Boasting an impressive line-up of panelists – including James Shelton, the assistant deputy secretary for innovation at the U.S. Department of Education, Stacey Childress, the deputy director of education at the Bill & Melinda Gates Foundation and Scott Goldman, VP of the GRAMMY Foundation – the topic turned quickly to how creativity, innovation and technology could address the growing crisis in education.

“The state of education is at a tipping point,” noted Samsung’s CMO, Ralph Santana. “Technology can be an enabler in that change we all want to see happen in education,” he added.

But as some, like the infamous “Tiger mom” Amy Chua have posited, technology is also a driver for shorter attention spans, so which is it to be? Teacher’s helper or digital distracter?

The answer could be a bit of both, with panelists pointing out that all children are different and learn in their own unique way.

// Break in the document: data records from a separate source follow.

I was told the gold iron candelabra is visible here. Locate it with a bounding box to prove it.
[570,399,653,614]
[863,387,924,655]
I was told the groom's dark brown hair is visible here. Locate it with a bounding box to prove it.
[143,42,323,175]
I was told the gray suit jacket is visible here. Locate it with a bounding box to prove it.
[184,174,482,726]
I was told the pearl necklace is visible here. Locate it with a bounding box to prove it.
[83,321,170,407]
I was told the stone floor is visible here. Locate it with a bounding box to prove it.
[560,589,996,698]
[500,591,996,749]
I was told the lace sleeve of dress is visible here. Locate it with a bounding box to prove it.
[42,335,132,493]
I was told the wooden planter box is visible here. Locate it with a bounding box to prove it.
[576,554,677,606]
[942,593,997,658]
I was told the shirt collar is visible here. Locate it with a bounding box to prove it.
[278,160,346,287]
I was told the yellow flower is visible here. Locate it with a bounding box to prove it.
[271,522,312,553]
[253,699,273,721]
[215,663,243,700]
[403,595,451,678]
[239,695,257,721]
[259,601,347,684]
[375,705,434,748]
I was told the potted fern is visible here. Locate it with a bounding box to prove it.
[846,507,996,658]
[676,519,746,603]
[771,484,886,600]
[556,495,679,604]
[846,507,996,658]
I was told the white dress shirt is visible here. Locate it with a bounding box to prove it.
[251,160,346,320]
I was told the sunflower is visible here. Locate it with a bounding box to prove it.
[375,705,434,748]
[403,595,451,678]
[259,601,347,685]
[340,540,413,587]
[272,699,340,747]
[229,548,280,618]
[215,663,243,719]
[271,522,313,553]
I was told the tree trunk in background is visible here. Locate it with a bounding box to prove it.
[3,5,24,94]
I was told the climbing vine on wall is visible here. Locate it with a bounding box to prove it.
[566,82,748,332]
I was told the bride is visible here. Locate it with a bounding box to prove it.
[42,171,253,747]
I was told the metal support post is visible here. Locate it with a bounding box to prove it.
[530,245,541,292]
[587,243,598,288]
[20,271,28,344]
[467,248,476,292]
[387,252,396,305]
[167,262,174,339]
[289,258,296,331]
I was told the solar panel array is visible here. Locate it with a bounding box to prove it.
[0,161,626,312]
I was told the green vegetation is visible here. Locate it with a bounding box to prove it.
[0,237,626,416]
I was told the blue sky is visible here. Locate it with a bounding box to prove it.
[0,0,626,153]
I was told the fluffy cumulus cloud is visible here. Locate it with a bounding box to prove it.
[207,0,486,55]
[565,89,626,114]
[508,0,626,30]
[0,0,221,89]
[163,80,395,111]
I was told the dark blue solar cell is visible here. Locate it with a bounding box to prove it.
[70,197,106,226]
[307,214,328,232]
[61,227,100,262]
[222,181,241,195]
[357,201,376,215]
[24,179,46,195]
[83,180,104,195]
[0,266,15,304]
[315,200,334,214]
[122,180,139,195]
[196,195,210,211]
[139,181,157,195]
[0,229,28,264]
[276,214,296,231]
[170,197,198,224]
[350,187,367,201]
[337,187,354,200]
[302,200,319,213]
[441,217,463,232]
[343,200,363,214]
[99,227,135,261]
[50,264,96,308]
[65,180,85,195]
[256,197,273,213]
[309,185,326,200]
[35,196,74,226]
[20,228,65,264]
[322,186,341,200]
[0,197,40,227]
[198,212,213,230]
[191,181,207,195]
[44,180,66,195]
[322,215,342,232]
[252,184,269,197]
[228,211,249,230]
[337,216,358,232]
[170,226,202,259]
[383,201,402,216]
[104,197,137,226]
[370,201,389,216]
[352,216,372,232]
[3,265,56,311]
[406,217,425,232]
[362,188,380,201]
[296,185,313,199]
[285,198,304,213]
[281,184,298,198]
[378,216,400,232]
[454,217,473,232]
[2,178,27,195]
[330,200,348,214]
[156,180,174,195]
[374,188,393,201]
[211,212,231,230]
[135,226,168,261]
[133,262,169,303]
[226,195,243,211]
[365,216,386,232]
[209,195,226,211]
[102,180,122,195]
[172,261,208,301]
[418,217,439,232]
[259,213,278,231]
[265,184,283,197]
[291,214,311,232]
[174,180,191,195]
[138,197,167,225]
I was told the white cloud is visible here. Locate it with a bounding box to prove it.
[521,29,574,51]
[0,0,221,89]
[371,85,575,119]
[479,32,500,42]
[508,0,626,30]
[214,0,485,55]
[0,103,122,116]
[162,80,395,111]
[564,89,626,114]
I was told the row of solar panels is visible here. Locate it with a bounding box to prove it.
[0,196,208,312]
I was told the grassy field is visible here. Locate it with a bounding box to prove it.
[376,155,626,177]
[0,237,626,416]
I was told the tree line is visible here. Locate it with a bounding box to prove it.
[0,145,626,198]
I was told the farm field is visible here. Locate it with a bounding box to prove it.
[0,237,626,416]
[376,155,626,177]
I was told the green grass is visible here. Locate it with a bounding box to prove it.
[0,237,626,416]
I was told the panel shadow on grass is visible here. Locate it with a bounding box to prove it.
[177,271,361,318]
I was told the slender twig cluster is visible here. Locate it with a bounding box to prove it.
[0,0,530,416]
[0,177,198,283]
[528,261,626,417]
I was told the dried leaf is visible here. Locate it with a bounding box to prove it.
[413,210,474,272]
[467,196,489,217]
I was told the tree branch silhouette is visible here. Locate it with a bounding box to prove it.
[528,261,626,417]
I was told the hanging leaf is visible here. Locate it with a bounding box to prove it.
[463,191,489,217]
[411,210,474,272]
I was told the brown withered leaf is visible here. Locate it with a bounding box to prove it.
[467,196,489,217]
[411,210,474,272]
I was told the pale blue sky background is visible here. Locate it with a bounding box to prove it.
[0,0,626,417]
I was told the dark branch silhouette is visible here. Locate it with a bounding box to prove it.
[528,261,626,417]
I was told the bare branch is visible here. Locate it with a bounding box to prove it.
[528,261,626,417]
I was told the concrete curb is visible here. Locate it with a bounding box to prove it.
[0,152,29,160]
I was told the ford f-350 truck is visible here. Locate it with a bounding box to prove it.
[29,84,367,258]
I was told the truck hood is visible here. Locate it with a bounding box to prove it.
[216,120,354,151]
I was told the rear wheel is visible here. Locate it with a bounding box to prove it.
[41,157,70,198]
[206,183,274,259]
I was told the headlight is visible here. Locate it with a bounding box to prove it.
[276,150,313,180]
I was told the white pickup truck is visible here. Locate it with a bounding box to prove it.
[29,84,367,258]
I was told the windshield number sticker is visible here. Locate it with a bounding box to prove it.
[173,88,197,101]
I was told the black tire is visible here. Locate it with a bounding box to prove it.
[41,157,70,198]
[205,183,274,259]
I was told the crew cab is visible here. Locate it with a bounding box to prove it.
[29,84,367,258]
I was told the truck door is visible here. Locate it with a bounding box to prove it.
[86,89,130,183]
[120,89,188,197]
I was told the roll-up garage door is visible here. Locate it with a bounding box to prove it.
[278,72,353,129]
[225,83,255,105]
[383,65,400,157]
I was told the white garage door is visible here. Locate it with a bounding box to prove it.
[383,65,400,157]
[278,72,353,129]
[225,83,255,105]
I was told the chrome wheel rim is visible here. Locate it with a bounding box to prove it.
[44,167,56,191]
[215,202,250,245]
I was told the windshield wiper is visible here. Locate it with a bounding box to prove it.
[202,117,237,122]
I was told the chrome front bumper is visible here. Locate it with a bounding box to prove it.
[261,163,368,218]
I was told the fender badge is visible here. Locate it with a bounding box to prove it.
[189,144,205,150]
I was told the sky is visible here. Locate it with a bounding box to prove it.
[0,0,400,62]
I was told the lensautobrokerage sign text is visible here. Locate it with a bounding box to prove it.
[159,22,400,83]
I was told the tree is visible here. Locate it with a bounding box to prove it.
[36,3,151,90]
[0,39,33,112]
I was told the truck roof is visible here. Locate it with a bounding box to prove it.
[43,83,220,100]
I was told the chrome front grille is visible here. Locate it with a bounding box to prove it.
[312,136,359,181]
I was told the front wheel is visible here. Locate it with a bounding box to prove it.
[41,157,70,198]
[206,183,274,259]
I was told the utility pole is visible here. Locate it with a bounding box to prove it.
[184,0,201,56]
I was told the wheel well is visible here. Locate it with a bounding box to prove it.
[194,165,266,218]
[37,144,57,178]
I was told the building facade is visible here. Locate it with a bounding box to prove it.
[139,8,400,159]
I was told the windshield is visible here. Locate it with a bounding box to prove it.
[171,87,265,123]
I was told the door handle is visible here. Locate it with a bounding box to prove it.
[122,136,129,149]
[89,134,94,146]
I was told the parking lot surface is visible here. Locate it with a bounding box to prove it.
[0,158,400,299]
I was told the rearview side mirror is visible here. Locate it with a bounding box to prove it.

Still, the challenge is to create schools that can cater to different types of children and don’t necessarily look like the old school schools most modern parents remember. The world has moved on, shouldn’t education have kept pace?

For instance, why not try to teach children subjects they find more challenging by using popular video games they enjoy as a driving force, like Halo for instance. Childress noted that the Gates foundation was actively engaging the Halo game developers to integrate algebra into games as a way to teach math.

It’s not even really a budgetary issue, with a whopping 16 billion tax dollar market for school products.

“We have the political will to fix education, now the question is how do we act fast in case the next administration doesn’t feel the same?” the panel asked.

Technology, it was widely agreed, could very well act as a teacher by bringing subject matter alive, but whether it will ever solve the problem of children getting bored at school remains to be seen. Smells like teen spirit to us.